Llegó a la entrada aferrada al brazo de su papá. La ansiedad mezclada con una sensación única de felicidad la invadieron. Al abrir la puerta, se encontraron frente a un pasillo que debían cruzar para llegar al salón donde los invitados los esperaban. Un pasillo largo, angosto, cubierto de espejos. Ella se paralizó, era imposible que fuese cierto, el reflejo no podía hacerle algo así, qué tonta fue al creer que le había ganado. Pero no, ahí estaba su imagen en cada paso que daba, mostrándole el cuerpo esbelto cubierto con el bello vestido rojo de princesa, el rostro adolescente, y por supuesto, sus hermosos y únicos ojos verdes, los que se iluminaban ante los flashes del fotógrafo como el sol tocando el arroyo. La emoción se transformó en angustia, desesperación, deseos de escapar. Su padre la empujó para que atravesaran la alfombra. Intentó cerrar los ojos pero se tropezaba, y aquella fuerza intensa volvió, con tanta potencia que no pudo más que mirar, mirarse en cada reflejo que surgía ante cada paso que daba. Contemplar la belleza única, distinta, diferente del resto. Llegaron al salón donde la gente la esperaba. Una pantalla gigante con su cara sonriente de ojos verdosos ocupaba una pared. Se plantó, como si sus pies fueran las raíces que no pudo encontrar. Los invitados comenzaron a aplaudir con fuerza y a gritarle palabras lindas. Pero ella sólo tenía la mirada enfrentada a su imagen, los oídos atentos adivinando los murmullos de los desconocidos: ¿se los viste?, quién los tiene así de verdes, tan claros, ¿acaso será lo que pienso?, ¿vos qué crees, que no es hija del señor o que es adoptada? Hizo un esfuerzo por negar todo aquello que la atormentaba y mandarlo rápidamente al rincón sombrío, pero ya no había lugar. Estaba tan lleno que la presión lo hizo estallar. Todas las dudas enterradas salieron a la superficie y se mezclaron en su cabeza. El piso de la normalidad se había roto, la mente nada ya podía controlar.

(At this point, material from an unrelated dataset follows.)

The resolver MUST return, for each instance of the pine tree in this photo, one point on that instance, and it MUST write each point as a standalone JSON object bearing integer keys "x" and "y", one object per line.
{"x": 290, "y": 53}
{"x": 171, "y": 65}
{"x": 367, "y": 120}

Para ella era imposible resistir. No podía permanecer un segundo más. Huyó con su vestido largo levantado para no tropezarse, se sacó los zapatos que le molestaban y corrió sin detenerse hacia el campo. Partes de la tela quedaron impregnadas en matorrales y su piel se tatuó con arañazos de algunos espinos. Siguió sin parar hasta llegar al árbol. Frenó agitada, respiró profundo y cerró los ojos para que los párpados cubrieran esa maldición que no la dejaba en paz. Estaba dispuesta a ganar. Ningún reflejo de tontos espejos iba a impedirle mantener sus orígenes, ningún lugar sombrío se apoderaría de su ser. Se sentó en la gorda raíz, y con las uñas pintadas de rosa pálido hizo un agujero en la tierra, perdió algunas en el intento ante la sequedad del suelo, aunque nada le importó. Finalmente metió los pies en el pozo y se recostó hasta que la espalda quedó pegada al tronco, mientras los pies se volvían raíces y los brazos ramas. Pero los ojos no se cerraron. El verde de su iris siguió resaltando el rostro único, hasta que llegó el sol y lo iluminó como un arroyo helado.
Andrea Larrieu, 2016.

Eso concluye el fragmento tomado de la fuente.